Pourquoi les sit-in continuent-ils ?

L’impatience a gagné des centaines de milliers d’Egyptiens. Plus de six mois après la chute de Moubarak, le « système » est toujours en place. Un énième remaniement ministériel vient d’avoir lieu, d’autres promesses ont été faites, les appels au calme se multiplient, qu’ils viennent des représentants de l’armée ou des Frères musulmans, voire des salafistes, qui traitent tous régulièrement de “voyous” (baltagya) les manifestants (pure tradition moubarakienne) mais des milliers de gens ont décidé de ré-occuper l’espace public- physiquement : d’où les sit-ins partout en Egypte, notamment l’occupation de la fameuse place Tahrir.

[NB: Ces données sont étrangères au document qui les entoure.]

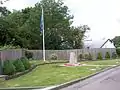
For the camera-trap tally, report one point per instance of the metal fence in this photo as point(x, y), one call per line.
point(64, 54)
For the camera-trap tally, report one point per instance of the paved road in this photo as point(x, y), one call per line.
point(109, 80)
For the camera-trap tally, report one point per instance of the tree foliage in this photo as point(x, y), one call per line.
point(23, 27)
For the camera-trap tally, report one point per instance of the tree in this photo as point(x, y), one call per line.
point(4, 11)
point(116, 41)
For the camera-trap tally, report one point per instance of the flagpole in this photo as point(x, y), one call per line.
point(43, 37)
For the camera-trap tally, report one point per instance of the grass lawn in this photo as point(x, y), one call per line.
point(51, 74)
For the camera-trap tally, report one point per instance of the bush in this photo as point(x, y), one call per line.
point(80, 57)
point(114, 55)
point(8, 68)
point(53, 57)
point(90, 57)
point(118, 51)
point(26, 63)
point(86, 56)
point(107, 55)
point(99, 56)
point(19, 66)
point(28, 54)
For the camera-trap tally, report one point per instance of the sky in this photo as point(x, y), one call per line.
point(102, 16)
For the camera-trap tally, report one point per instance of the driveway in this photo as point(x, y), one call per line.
point(109, 80)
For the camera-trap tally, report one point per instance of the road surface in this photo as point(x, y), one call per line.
point(109, 80)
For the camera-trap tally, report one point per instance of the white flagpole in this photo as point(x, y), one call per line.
point(43, 35)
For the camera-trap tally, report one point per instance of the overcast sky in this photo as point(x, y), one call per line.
point(102, 16)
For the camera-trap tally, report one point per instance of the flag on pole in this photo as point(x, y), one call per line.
point(42, 22)
point(42, 30)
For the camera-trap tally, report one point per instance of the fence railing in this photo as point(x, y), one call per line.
point(64, 54)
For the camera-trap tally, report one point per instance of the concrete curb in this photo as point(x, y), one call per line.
point(57, 87)
point(78, 80)
point(22, 88)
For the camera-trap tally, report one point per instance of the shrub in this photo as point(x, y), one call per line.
point(28, 54)
point(99, 56)
point(107, 55)
point(26, 63)
point(86, 56)
point(8, 68)
point(19, 66)
point(114, 55)
point(53, 57)
point(90, 57)
point(80, 57)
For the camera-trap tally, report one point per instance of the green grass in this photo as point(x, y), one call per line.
point(52, 74)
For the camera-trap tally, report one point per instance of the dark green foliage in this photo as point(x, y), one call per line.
point(99, 56)
point(86, 56)
point(80, 57)
point(90, 57)
point(53, 57)
point(26, 63)
point(19, 66)
point(28, 54)
point(8, 68)
point(114, 55)
point(118, 51)
point(107, 55)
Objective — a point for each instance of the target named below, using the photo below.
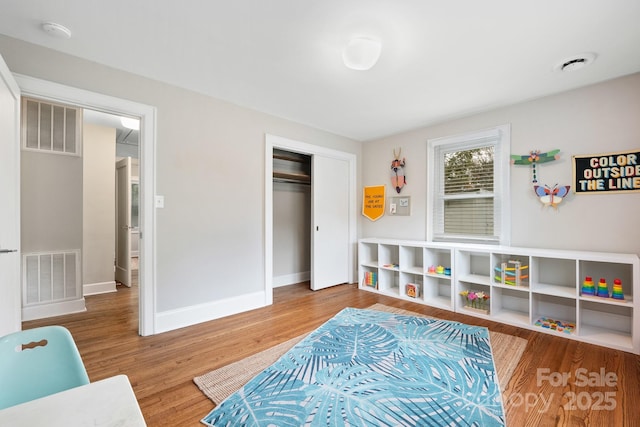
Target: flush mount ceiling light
(56, 30)
(575, 62)
(361, 53)
(130, 123)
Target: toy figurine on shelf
(603, 289)
(511, 273)
(413, 290)
(398, 178)
(588, 288)
(617, 290)
(475, 301)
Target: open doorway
(118, 188)
(54, 92)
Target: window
(468, 187)
(49, 127)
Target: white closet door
(10, 306)
(330, 222)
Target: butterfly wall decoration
(548, 196)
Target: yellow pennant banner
(373, 202)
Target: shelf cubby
(461, 302)
(559, 309)
(411, 259)
(609, 271)
(388, 282)
(416, 279)
(510, 261)
(437, 292)
(553, 276)
(511, 305)
(368, 254)
(474, 267)
(388, 255)
(606, 322)
(437, 257)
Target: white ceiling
(440, 59)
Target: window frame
(500, 137)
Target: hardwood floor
(602, 385)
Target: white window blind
(468, 178)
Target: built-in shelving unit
(547, 295)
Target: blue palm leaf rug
(373, 368)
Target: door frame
(147, 114)
(12, 305)
(278, 142)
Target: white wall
(50, 202)
(601, 118)
(210, 168)
(99, 150)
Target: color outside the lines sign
(373, 202)
(607, 173)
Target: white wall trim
(43, 89)
(290, 279)
(34, 312)
(98, 288)
(192, 315)
(273, 141)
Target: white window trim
(501, 183)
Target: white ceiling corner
(284, 57)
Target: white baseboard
(290, 279)
(98, 288)
(183, 317)
(53, 309)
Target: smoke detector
(575, 62)
(56, 30)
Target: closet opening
(291, 217)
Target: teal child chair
(38, 362)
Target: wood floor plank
(161, 368)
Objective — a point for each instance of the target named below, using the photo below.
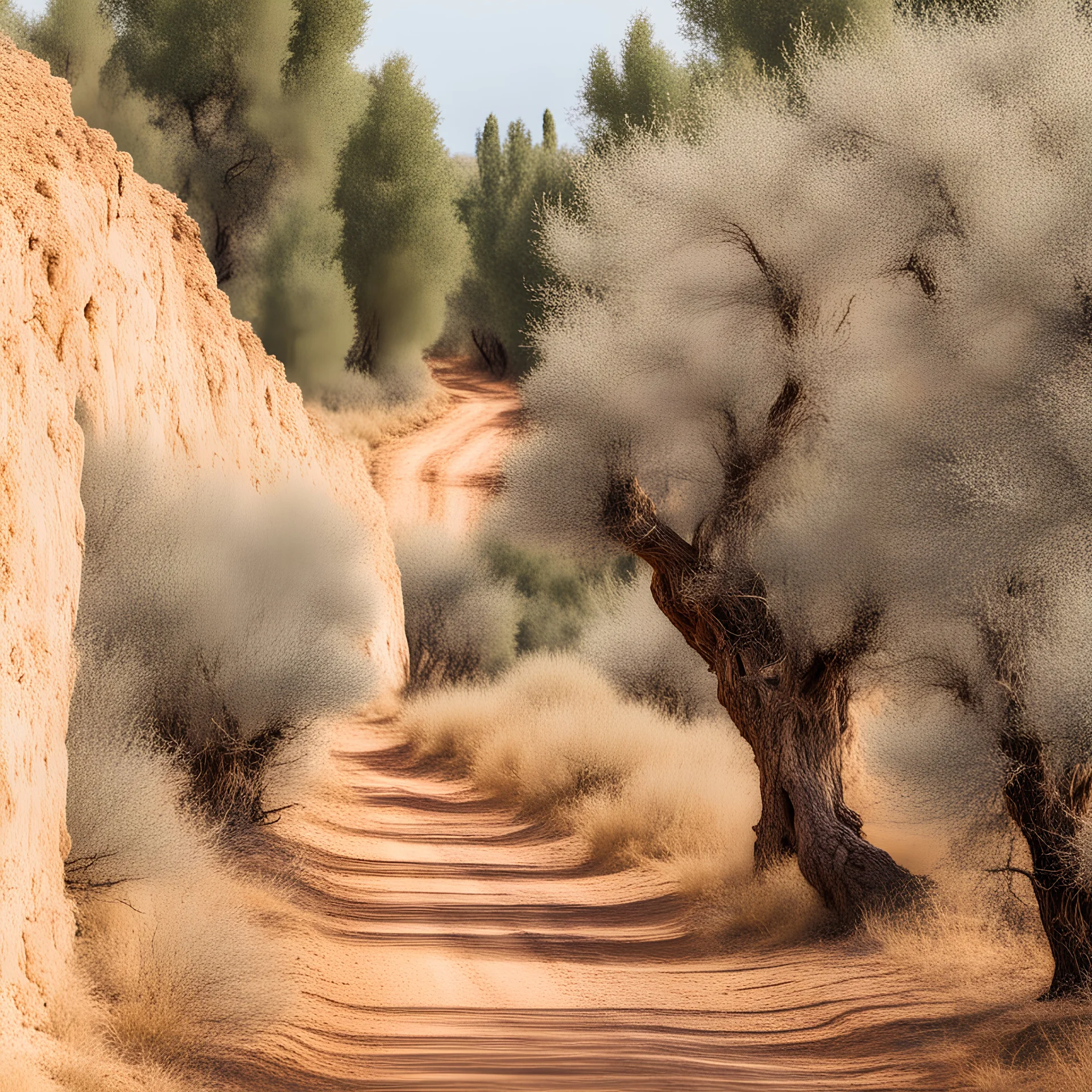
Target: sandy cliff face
(107, 300)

Début juillet, la colère explose à nouveau. D’abord à cause du report d’un mois, fin juin, du procès de l’ex-Ministre de l’Intérieur, Habib al-Adly, accusé d’avoir mené la répression de la révolte qui a détrôné Moubarak, et d’être ainsi responsable de plus de 800 morts. Ensuite avec la répression très brutale (entre 500 et 1000 blessés) d’une manifestation de familles de victimes de la Révolution, qui demandait justice, au Caire, le 28 juin. Les affrontements avec la police ont bien montré que la haine et la méfiance envers cet outil de la dictature de Moubarak est toujours présente, et les blessés, qu’elle est toujours en partie justifiée. Enfin, à cause de la libération, le 4 juillet, par le tribunal de Suez, de 14 policiers accusés d’être responsables des victimes de la Révolution.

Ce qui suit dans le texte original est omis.